LALLY, DEPUTY CLERK.
Plaintiff, Beverly J. Radojcsics, seeks to recover for damage to her automobile which occurred when the car, driven by her daughter, struck one of defendant's cows on Airport Road in Mansfield on the night of July 26, 1976. Defendant has also filed a counterclaim for the value of the animal.
Under R. C. 2743.03(D), the Rules of Civil Procedure are applicable in the Court of Claims "except insofar as inconsistent with this chapter." The court has never before had occasion to determine whether the counterclaim provisions of Civ. R. 13 are consistent with the statutory design of the administrative determination process.
Although R. C. 2743.03(A) states that "the court" has "full equity powers in all actions within its jurisdiction and may entertain and determine all counterclaims, crossclaims, and third party claims," it is our opinion that this language refers solely to the jurisdiction of a judge of the Court of Claims in a conventional civil action, rather than the much more limited jurisdiction of the clerk (or deputy clerk—see R. C. 3.06 and C. C. R. 6) in administrative determinations under R. C. 2743.10.
The nature of the claim against the state which the clerk may decide is considerably different than that of a
Not only does the differing nature of the counterclaim and the original claim against the state militate against a conclusion that the clerk may determine both of them, but the very nature of the administrative determination process may also do so. This is suggested by R. C. 2743.10(E) which states that an administrative determination against the state is to be processed for payment under R. C. 2743.19 "as if it were a judgment" (emphasis added). Therefore, although the state has consented to pay when directed by the clerk or deputy clerk and although R. C. 2743.10(D) provides that the claimant may not commence a subsequent action on the same facts in the Court of Claims, the "as if" language of R. C. 2743.10(E) implies that an administrative determination requiring payment by an individual might not possess the binding force of a judgment.
Further, the statute expressly limits the monetary jurisdiction of the clerk for claims against the state (R. C. 2743.10[A]). In light of this, it is exceedingly unlikely that the General Assembly intended to silently endow him with unlimited counterclaim jurisdiction.
With this absence of jurisdiction in the clerk, there are two plausible alternatives for dealing with the counterclaim:
In contrast to this statutory scheme which evidences a legislative intent of encouraging the filing of small claims against the state, the judicial determination of these counterclaims could often deter such filings since, if the potential claimant did not commence an action in the Court of Claims, the state, if it chose to pursue its claim against him, would have to venue it in accordance with Civ.

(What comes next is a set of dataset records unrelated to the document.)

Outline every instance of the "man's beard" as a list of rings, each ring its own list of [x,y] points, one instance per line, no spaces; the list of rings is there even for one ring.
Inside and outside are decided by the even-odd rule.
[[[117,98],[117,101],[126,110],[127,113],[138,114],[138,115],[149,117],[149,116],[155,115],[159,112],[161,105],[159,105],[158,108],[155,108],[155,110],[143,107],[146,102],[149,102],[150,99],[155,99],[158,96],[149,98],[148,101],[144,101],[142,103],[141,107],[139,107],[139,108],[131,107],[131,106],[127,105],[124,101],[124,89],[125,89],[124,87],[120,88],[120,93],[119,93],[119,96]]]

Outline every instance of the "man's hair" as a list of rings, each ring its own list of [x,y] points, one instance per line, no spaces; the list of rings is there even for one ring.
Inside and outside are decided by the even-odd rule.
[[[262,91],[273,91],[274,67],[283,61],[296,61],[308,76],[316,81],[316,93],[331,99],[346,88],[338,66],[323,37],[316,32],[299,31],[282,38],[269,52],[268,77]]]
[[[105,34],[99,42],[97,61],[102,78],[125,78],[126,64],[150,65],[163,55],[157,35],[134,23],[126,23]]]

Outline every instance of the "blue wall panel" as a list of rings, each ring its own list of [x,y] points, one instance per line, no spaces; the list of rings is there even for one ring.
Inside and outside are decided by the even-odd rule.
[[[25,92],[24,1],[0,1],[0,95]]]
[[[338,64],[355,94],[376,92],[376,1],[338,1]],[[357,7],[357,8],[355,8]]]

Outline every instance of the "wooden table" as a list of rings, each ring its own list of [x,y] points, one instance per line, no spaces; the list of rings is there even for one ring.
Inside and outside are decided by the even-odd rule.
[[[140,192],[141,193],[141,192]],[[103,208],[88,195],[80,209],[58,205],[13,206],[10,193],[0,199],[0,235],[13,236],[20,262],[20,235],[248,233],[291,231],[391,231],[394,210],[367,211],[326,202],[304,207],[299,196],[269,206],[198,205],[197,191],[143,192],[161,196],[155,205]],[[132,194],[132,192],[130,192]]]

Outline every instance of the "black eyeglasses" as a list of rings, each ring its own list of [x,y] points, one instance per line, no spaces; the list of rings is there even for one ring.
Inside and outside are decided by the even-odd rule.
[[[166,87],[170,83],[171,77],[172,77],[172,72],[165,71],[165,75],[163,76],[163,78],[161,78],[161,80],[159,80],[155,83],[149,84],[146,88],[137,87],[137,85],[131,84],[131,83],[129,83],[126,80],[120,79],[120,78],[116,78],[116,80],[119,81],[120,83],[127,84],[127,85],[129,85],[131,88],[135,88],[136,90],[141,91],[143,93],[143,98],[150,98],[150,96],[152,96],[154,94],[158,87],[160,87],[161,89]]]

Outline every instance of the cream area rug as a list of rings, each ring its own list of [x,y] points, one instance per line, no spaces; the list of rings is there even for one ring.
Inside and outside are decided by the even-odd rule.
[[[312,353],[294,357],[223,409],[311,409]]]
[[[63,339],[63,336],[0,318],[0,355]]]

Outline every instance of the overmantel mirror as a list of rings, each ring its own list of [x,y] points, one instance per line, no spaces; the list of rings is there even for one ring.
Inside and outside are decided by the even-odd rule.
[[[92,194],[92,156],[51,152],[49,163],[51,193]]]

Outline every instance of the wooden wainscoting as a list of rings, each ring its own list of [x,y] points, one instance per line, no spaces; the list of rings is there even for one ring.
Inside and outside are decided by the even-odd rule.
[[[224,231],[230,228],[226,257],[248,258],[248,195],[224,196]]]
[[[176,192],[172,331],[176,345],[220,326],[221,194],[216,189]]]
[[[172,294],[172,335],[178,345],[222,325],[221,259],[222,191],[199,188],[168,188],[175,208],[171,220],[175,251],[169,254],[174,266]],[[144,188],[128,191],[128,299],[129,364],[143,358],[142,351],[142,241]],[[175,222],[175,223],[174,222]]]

R. 3. The claimant, therefore, might well decide that the value of pursuing a small claim against the state was outweighed by the potential inconvenience and expense of defending a possible counterclaim in a formal judicial proceeding in Columbus. (This situation is, of course, far different than that of the plaintiff who files a conventional civil action with the Court of Claims, since he expects a formal proceeding before a judge in any event.)
In addition, this practice would seem inconsistent with the appellate process for administrative determinations since the court could serve as trier of fact for the counterclaim (when no jury was demanded) and then as the sole appellate tribunal for the claim against the state arising from the same occurrence or transaction (R. C. 2743.10[D]).
We, therefore, conclude that sections (A) through (F) and (J) of Civ. R. 13 are inconsistent with R. C. 2743.10, and that this counterclaim should be dismissed without prejudice to refiling in a court of competent jurisdiction if the Department should so choose. Such a procedure should not be any more likely to produce inconsistent results than judicial determination by the Court of Claims. In each instance, the counterclaim would be subject to trial by jury, and in each instance, the counterclaim and the claim against the state would have different final appellate tribunals (R. C. 2743.10[D] and 2743.20). Thus, this mild departure from modern notions of avoiding a multiplicity of suits on the same subject matter seems justified in light of its value in effectuating the purposes of the administrative determination process.
Although R. C. 951.02 appears to impose strict liability upon the owner of an animal which is permitted to run at large on a public road, it has been interpreted as protecting only against trespasses and trespass-related injuries, Bolton v. Barkenhurst (1973), 40 Ohio App.2d 353. Thus, the ordinary negligence standard applies in the present case.
Since plaintiff has not demonstrated that defendant had notice of the escape or of any defect in the fence prior to the accident and since she has failed to show that the fence was improperly maintained or in any way inferior to those in general use for similar purposes, the court must conclude that she has not proved any negligence on the part of the defendant. With this resolution of the negligence issue, the court need not decide whether the driver's conduct amounted to contributory negligence imputable to plaintiff under R. C. 4507.07.
Complaint and counterclaim dismissed.